A litany of complaints target Osama bin Laden's network and its affiliates for their actions in Iraq and North Africa, emphasis on suicide bombings instead of political action and tepid support for, or outright antagonism toward, militant groups pressing the Palestinian cause.
The criticism apparently has grown serious enough that Al Qaeda's chief strategist, Ayman Zawahiri, felt compelled to solicit online questions. He responded in an audio message released this month. For more than 90 minutes, Bin Laden's second-in-command tried to defuse the anger.
In March, Zawahiri released a 188-page Internet book to rebut complaints, particularly those of an influential former Islamic militant who said Zawahiri and Bin Laden should be held accountable for violence against Muslims.
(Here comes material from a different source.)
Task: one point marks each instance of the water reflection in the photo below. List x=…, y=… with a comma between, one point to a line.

Sayyed Imam Sharif, an Egyptian physician who once was a senior theologian for Al Qaeda, was one of Zawahiri's oldest associates. The author of violent manifestoes over the last two decades, Sharif did an about-face while incarcerated in Egypt. Several other prominent Muslim clerics and former militants have similarly condemned Al Qaeda.
Such rifts have been emerging for several years, but they have become increasingly contentious lately, in cyberspace and on the streets of some Arab countries. In addition to Zawahiri, Al Qaeda leaders, including Bin Laden himself, have gone on a public relations offensive. In October, Bin Laden asked followers for forgiveness for the deaths of civilians in Iraq.
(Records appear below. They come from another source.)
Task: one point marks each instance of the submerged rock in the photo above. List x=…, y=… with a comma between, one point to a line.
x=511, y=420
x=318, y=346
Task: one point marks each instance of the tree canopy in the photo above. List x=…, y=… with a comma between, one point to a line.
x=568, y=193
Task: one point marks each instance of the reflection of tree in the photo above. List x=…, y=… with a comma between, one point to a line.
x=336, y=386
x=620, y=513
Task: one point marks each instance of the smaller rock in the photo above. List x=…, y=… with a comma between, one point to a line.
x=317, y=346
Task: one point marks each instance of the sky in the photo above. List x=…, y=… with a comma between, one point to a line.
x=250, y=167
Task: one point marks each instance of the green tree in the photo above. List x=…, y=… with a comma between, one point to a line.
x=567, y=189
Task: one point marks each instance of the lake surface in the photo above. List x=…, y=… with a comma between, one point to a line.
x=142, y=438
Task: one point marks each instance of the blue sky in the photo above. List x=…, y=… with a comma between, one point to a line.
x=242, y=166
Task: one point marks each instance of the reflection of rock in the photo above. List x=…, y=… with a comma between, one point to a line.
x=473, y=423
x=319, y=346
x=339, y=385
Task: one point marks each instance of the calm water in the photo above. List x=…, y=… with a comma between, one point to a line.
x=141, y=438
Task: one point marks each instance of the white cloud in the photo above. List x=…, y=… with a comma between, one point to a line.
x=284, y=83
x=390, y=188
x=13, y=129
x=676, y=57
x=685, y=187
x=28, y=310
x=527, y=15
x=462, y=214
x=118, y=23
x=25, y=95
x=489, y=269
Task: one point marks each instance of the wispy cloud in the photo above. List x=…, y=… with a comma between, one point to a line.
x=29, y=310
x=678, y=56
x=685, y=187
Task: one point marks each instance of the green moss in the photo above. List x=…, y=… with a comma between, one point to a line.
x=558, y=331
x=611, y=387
Analysts with U.S. and allied intelligence agencies differ over whether the backlash poses significant risks for Al Qaeda, or whether it is simply a public relations problem. The organization is expanding its pool of hard-core recruits, according to one U.S. counter-terrorism official. And Internet communications and other intelligence have shown that its anti-American message continues to resonate with extremists throughout much of the Islamic world.
But Al Qaeda also has sought to use regional groups to become more mainstream and expand its power base. It is in these groups that most of the conflict is occurring.
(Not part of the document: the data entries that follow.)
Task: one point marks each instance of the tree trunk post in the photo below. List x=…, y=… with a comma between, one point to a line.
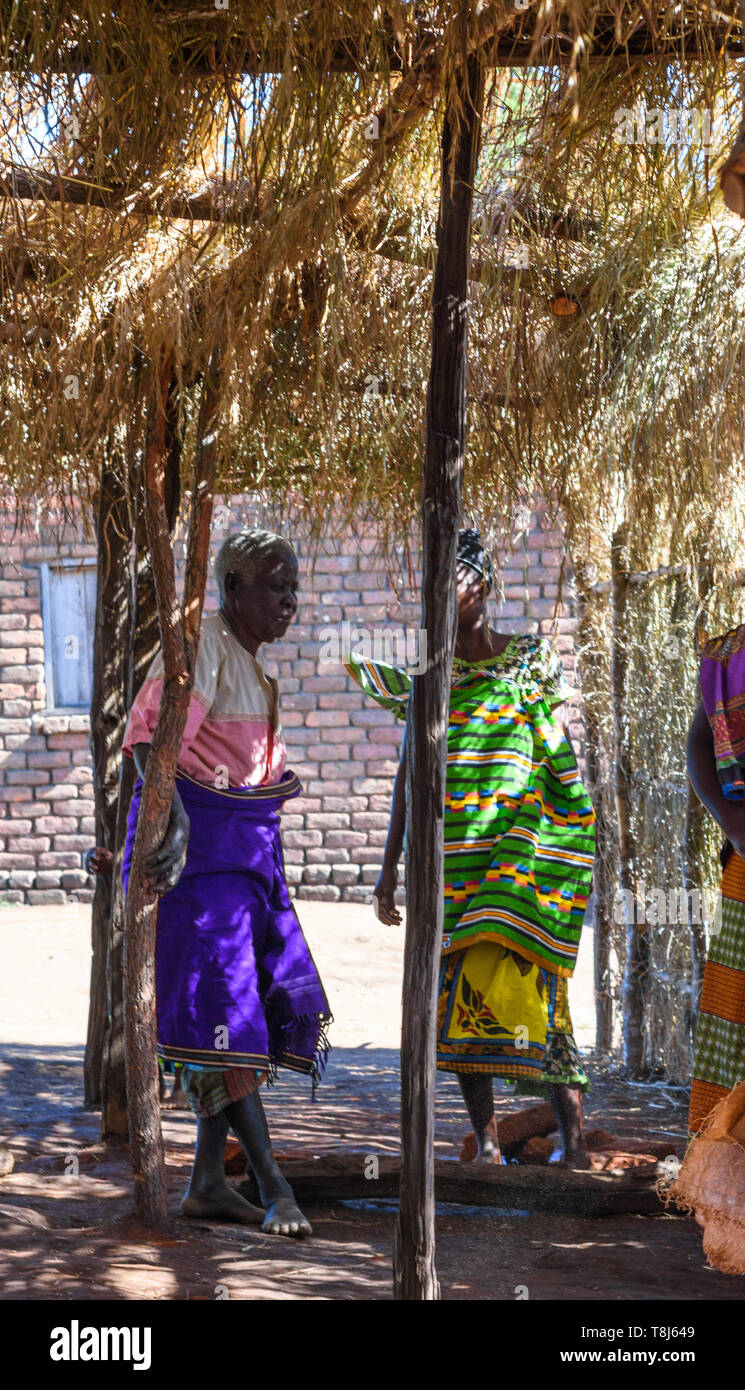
x=414, y=1273
x=142, y=637
x=107, y=723
x=637, y=941
x=179, y=638
x=602, y=875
"We know that all of this matters to Al Qaeda and that its senior leadership is sensitive to the perceived legitimacy of both their actions and their ideology," Juan Carlos Zarate, the White House's deputy national security advisor for combating terrorism, said in a speech Wednesday at the Washington Institute for Near East Policy. "They care about their image because it has real-world effects on recruitment, donations and support in Muslim and religious communities for the Al Qaeda message."
Some counter-terrorism experts say they suspect that some criticism may have been planted on websites by Western intelligence agents, or lodged by imprisoned radicals who have been coerced.
But Zarate and others say the dissent is real and widespread.
"There has been a growing rejection of the Al Qaeda program and message," said Zarate, who added that the U.S. and its allies have encouraged the backlash by exploiting rifts between Al Qaeda and once-supportive Islamic fundamentalists objecting to its tactics.
U.S. officials cite a variety of evidence, including intelligence, Internet traffic, statements from Al Qaeda leaders, polling data and even songs by popular Pakistani and Indonesian musicians.
Prominent Saudi cleric Salman Awdah sent an open letter to Bin Laden in September in which he condemned violence against innocents and said Al Qaeda was hurting Muslim charities by its purported ties to them.
"Brother Osama, how much blood has been spilled?" wrote Awdah, who is believed to be independent of the Saudi government. "How many innocents among children, elderly, the weak and women have been killed and made homeless in the name of Al Qaeda?"
"Who benefits from turning countries like Morocco, Algeria, Lebanon or Saudi Arabia into places where fear spreads and no one can feel safe?"
In London this week, former extremists launched the Quilliam Foundation, an organization dedicated to discrediting Al Qaeda and other Islamic extremists.
Zawahiri described his audio message as the first of several "open meetings" and answered complaints, many of them asking why Al Qaeda had killed innocents, including students on a passing bus who died in a bomb attack on the Algerian Constitutional Council in December.
"Excuse me, Mr. Zawahiri, but who is it who is killing with Your Excellency's blessing the innocents in Baghdad, Morocco and Algeria? Do you consider the killing of women and children to be jihad?" asked one questioner whom Zawahiri identified as a geography teacher.